What Does a White Horse Symbolize?

Depending on the culture, white horses symbolize purity, heroism or death. White is the rarest color of horse, and white horses have been associated with nobility in chivalry, with the sun in Greek mythology and with the end of the world in Christianity. They are often psychopomps, guides between the worlds of the living and of the dead.

As far back as Paleolithic times, the white horse has been a symbol of a connection between the everyday world and the afterlife or the land of the gods. The chalk Uffington White Horse, cut into the turf on a hillside in Oxfordshire, may be this sort of figure, and Epona, the Celtic horse goddess, rode a white mare to escort souls to the land of the dead and to bring dreams. The Valkyrie of the Norse rode white winged horses to collect the spirits of the heroes fallen in battle.

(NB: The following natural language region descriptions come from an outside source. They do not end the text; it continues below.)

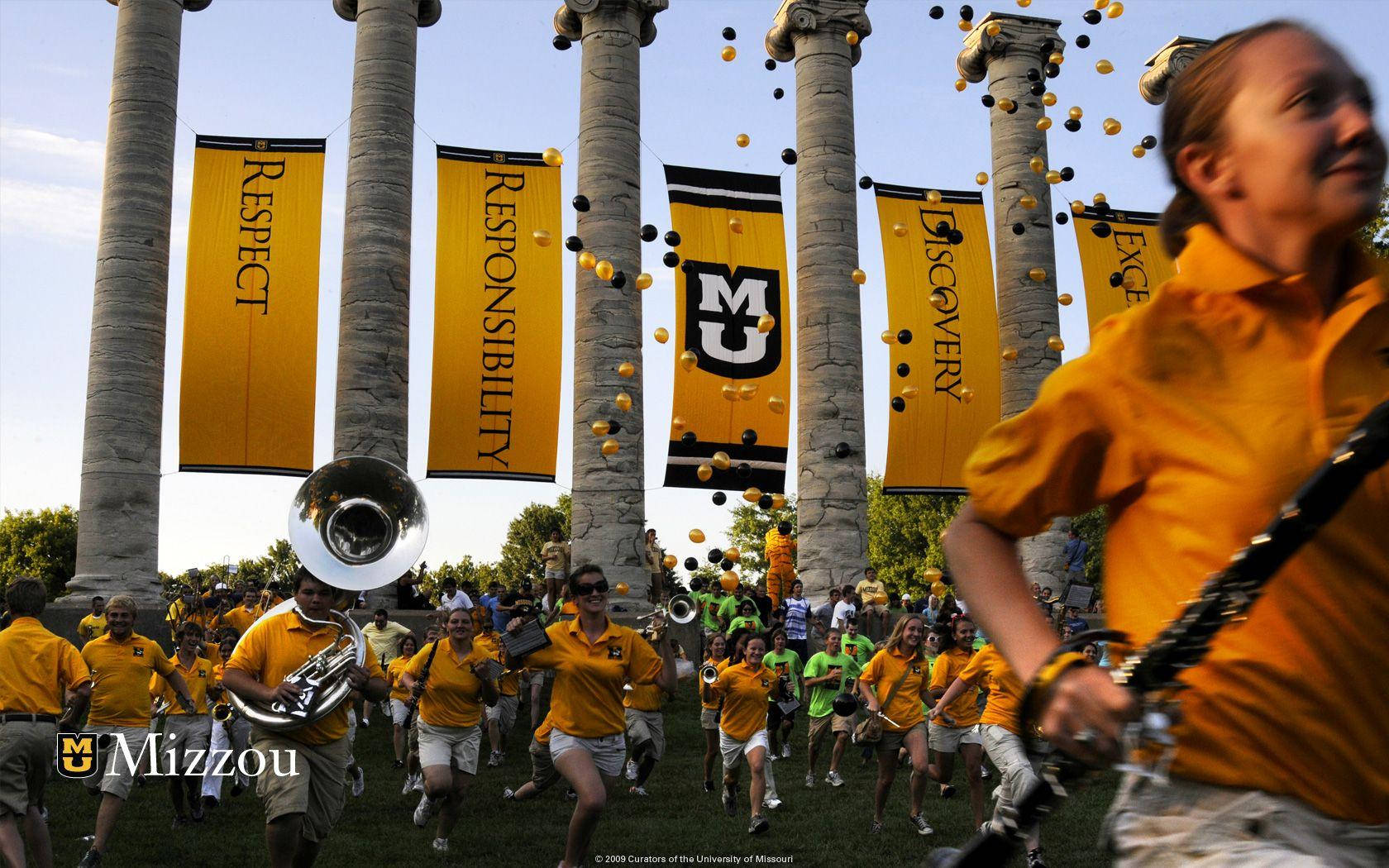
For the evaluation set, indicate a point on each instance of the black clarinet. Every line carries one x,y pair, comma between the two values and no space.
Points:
1152,674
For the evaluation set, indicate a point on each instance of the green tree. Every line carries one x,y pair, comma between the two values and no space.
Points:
43,545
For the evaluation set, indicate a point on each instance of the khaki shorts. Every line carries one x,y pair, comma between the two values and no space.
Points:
947,739
451,746
1213,827
647,727
26,756
317,789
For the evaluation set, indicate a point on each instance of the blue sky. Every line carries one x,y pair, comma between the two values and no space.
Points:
489,78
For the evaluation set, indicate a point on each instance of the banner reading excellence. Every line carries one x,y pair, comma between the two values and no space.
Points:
494,408
733,273
945,363
251,322
1127,249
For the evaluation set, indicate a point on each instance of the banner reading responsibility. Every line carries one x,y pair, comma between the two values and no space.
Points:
251,322
733,331
945,389
494,406
1121,260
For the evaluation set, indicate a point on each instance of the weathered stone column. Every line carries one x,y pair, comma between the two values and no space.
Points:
609,503
833,506
118,531
1164,67
1029,312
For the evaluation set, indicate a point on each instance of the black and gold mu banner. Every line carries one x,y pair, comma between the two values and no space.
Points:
1121,260
945,389
733,331
251,322
494,408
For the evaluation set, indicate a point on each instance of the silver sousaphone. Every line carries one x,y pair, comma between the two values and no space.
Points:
356,524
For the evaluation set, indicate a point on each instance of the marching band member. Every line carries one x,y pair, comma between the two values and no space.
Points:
43,674
745,688
300,810
1195,417
594,659
122,663
899,674
186,729
451,706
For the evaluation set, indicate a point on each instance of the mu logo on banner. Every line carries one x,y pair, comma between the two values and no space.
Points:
721,312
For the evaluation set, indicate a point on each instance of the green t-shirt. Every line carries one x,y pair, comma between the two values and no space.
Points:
786,663
823,696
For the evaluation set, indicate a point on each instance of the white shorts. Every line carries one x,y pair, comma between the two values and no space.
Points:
609,751
947,739
451,746
733,751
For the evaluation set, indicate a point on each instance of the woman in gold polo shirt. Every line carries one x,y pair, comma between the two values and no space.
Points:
592,659
1195,417
451,706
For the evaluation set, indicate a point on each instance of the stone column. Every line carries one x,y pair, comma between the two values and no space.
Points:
609,503
1029,312
1164,65
833,506
118,532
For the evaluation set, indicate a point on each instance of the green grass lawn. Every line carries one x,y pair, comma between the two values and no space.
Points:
820,827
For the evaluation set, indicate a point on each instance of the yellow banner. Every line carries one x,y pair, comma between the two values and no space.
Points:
733,331
251,322
1121,260
494,410
945,355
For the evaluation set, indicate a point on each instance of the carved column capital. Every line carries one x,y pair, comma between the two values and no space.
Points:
810,16
568,20
1164,67
429,10
1015,34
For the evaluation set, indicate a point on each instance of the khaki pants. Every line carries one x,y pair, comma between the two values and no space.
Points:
1189,824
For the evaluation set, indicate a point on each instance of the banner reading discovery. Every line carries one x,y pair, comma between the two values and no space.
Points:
494,410
251,325
1117,249
735,392
945,385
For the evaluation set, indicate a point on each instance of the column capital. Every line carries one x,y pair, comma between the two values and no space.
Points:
429,10
1164,67
568,20
809,16
1015,34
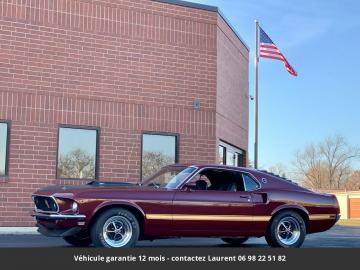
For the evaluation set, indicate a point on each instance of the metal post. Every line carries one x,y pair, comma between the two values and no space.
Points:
256,92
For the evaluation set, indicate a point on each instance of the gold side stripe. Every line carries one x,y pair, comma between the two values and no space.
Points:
207,217
321,217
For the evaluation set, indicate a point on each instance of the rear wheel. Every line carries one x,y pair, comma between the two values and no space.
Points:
238,241
78,240
287,230
115,228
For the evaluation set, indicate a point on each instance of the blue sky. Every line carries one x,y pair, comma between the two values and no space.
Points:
320,39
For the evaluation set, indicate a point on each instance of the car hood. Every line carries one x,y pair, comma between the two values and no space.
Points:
94,185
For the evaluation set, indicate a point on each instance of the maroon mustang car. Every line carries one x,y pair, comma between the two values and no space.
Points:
186,201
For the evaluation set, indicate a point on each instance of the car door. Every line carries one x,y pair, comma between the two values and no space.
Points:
212,212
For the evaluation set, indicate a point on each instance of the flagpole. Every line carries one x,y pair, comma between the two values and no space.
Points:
256,109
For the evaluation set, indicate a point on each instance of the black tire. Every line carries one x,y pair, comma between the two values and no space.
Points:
235,241
287,230
78,240
125,222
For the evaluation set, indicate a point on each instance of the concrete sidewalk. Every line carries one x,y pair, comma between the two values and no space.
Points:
18,231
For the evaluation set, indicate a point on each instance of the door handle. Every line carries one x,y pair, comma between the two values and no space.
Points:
247,197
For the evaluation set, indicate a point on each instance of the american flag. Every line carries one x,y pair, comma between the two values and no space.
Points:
268,49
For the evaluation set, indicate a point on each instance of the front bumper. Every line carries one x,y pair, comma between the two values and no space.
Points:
57,232
56,216
59,225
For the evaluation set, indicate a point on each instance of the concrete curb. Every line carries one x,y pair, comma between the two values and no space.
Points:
18,231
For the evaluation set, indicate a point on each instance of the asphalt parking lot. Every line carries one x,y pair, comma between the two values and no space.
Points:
338,236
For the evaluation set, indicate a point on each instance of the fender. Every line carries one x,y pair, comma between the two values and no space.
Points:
115,203
289,206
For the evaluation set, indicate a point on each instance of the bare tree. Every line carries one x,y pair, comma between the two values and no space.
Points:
77,164
353,183
326,165
153,161
279,169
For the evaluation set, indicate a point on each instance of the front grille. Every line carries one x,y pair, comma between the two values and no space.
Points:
46,204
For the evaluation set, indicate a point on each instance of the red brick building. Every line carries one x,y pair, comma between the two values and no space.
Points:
110,89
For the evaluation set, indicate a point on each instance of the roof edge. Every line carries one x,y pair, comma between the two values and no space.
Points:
208,8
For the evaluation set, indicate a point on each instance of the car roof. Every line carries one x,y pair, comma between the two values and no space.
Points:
214,166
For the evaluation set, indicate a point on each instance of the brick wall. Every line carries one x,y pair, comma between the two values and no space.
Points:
232,108
122,66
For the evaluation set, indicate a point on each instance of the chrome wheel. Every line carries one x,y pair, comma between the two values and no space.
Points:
288,230
117,231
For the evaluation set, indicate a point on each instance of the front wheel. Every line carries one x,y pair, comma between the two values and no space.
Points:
115,228
286,230
238,241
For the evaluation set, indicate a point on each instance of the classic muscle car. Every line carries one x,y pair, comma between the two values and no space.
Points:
231,203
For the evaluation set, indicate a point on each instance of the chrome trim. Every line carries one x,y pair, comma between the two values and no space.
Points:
42,211
57,216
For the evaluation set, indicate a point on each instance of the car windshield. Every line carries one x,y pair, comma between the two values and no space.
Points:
169,177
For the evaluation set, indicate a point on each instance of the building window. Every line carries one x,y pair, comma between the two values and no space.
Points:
77,153
158,150
222,155
4,147
231,155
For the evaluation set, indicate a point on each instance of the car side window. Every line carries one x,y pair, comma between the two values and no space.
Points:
218,180
249,183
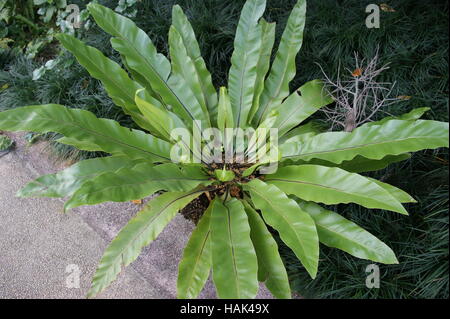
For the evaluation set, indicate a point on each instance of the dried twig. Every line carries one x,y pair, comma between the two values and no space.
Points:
358,96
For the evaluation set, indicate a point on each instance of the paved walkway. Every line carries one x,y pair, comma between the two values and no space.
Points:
38,242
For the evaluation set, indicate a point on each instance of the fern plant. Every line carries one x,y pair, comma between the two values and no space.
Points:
233,239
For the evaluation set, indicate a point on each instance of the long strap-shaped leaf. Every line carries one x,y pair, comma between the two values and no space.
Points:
271,269
181,23
244,61
235,266
283,69
183,69
297,108
140,231
267,41
332,185
296,228
135,183
134,44
142,57
359,164
338,232
394,137
119,87
66,182
83,127
195,266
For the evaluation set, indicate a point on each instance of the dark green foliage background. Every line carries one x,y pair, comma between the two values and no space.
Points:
413,39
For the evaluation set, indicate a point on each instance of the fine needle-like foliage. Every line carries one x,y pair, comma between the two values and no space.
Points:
250,193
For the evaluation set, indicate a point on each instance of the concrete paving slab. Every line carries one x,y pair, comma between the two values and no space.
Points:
38,241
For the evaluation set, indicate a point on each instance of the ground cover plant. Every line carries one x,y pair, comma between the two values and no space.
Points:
231,238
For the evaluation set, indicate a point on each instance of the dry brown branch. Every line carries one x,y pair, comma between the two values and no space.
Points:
358,95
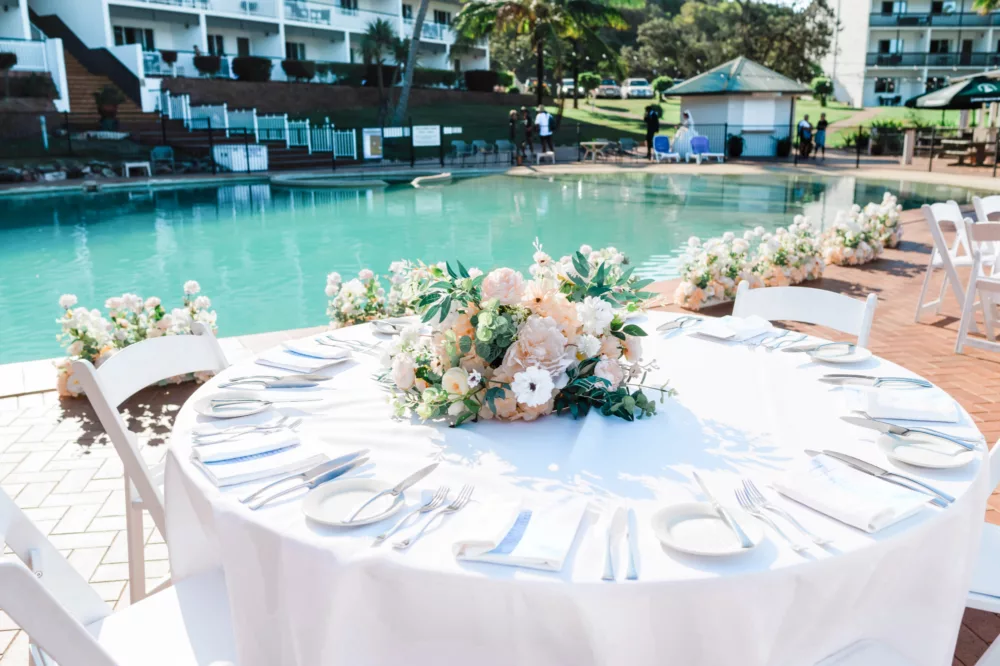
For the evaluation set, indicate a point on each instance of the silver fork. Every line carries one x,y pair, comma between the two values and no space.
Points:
760,500
756,512
211,438
463,498
437,500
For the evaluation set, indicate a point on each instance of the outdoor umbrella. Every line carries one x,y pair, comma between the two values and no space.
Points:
969,94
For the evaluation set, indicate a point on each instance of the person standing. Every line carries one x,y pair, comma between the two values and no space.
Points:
543,121
652,120
529,131
821,135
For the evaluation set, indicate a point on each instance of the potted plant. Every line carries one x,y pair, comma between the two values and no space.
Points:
7,62
108,99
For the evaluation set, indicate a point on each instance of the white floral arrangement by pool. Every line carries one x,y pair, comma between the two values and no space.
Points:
503,347
89,334
712,270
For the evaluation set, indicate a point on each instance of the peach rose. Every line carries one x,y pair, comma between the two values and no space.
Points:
504,284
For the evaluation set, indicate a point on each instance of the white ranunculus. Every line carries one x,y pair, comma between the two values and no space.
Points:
532,387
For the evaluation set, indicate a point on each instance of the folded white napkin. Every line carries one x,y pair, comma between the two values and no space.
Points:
289,360
538,537
260,466
912,405
246,445
735,329
309,347
852,497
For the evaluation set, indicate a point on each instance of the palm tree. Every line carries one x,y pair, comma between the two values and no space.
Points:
541,20
411,62
377,44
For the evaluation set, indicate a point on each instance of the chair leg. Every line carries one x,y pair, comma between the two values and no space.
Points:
923,294
135,536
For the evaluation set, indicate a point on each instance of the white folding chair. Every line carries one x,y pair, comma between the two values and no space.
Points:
943,217
810,306
124,374
68,623
987,287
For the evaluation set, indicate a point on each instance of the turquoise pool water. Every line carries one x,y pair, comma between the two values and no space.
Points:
262,253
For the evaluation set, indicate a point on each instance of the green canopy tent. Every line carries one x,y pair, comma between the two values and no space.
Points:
970,94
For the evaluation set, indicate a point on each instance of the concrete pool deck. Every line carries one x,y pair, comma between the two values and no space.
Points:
56,462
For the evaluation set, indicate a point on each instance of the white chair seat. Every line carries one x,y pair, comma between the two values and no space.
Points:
186,625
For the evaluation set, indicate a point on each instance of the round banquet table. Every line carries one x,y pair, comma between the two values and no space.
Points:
303,594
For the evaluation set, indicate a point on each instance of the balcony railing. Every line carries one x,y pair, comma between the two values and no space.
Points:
979,59
243,7
935,20
30,54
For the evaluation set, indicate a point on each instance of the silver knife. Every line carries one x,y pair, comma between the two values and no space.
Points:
868,380
633,546
397,489
942,498
745,541
901,431
616,530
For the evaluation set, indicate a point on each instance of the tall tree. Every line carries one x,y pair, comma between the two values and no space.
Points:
541,21
411,62
377,44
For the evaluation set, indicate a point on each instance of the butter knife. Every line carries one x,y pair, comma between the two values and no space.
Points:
633,546
397,489
900,431
745,541
615,532
941,498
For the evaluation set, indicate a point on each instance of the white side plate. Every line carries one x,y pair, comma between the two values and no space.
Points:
695,528
333,503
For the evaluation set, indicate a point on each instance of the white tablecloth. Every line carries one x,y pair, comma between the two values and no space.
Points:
305,595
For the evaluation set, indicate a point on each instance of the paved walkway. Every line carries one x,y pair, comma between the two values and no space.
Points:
56,462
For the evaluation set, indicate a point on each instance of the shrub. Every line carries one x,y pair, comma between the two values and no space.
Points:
300,70
208,65
480,80
252,68
662,84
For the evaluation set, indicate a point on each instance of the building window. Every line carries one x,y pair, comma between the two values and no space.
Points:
885,85
216,45
938,46
935,82
143,36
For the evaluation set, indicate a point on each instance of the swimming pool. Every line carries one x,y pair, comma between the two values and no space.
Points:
262,253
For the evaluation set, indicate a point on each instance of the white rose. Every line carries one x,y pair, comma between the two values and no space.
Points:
455,381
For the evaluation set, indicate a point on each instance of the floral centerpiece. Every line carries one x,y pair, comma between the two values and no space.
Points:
503,347
89,334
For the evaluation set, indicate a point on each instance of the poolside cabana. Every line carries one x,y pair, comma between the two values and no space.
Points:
742,98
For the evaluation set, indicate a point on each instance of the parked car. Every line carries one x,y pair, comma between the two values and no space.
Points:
637,88
609,88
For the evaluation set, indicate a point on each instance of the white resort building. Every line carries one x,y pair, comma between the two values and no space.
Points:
137,33
888,51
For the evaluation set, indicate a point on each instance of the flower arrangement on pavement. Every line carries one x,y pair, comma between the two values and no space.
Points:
503,347
89,334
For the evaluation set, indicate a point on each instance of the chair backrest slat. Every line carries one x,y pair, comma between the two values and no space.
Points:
810,306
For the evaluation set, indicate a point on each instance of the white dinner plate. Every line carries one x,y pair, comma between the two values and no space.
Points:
926,451
695,528
837,355
204,405
333,503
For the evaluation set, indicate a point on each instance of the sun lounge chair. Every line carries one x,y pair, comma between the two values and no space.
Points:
661,149
700,151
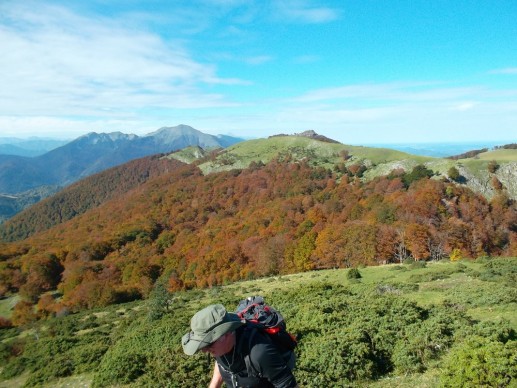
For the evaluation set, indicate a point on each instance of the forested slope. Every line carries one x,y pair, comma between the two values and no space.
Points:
84,195
191,230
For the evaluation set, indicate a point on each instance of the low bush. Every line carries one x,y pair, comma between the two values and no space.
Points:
480,362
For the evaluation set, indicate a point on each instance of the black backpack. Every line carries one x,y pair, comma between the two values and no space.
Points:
265,318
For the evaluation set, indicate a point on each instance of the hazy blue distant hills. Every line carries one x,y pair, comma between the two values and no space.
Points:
96,152
28,147
439,150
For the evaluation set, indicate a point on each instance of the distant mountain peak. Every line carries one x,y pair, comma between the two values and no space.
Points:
94,137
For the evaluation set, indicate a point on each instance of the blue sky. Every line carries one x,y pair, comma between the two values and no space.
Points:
369,71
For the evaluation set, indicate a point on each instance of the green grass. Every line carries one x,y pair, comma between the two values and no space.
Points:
7,305
500,155
482,290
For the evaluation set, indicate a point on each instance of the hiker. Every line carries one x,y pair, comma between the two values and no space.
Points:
244,356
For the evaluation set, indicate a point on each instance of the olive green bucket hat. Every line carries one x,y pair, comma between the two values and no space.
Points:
207,326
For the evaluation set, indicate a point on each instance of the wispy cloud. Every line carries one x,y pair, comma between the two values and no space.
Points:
508,70
305,12
56,62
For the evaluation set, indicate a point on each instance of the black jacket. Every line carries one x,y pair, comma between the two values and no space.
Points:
255,361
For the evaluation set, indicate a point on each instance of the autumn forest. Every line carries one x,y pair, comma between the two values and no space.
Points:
191,230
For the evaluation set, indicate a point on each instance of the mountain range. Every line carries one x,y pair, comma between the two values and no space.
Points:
260,207
22,178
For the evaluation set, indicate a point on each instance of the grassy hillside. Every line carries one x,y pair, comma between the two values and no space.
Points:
298,148
378,161
444,323
508,155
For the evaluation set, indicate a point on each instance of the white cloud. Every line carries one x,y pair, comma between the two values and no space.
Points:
55,62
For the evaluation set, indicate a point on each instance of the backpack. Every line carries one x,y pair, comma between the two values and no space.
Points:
265,318
262,318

The white horse is the traditional steed of a good god or hero, and it is the only creature pure enough to bear the hero to triumph over evil. Sleipnir, Odin’s eight-legged horse, was described as gray and most likely had a white coat but black skin. The white winged horse Pegasus bore the hero Bellerophon into battle and later carried Zeus’ lightning bolts.

As befits its other role as psychopomp, a pale horse also bears the figure of Death in the Biblical Four Horsemen of the Apocalypse. In the Hindu religion, Vishnu’s last avatar Kalki will also ride a white horse and usher in the end of the world.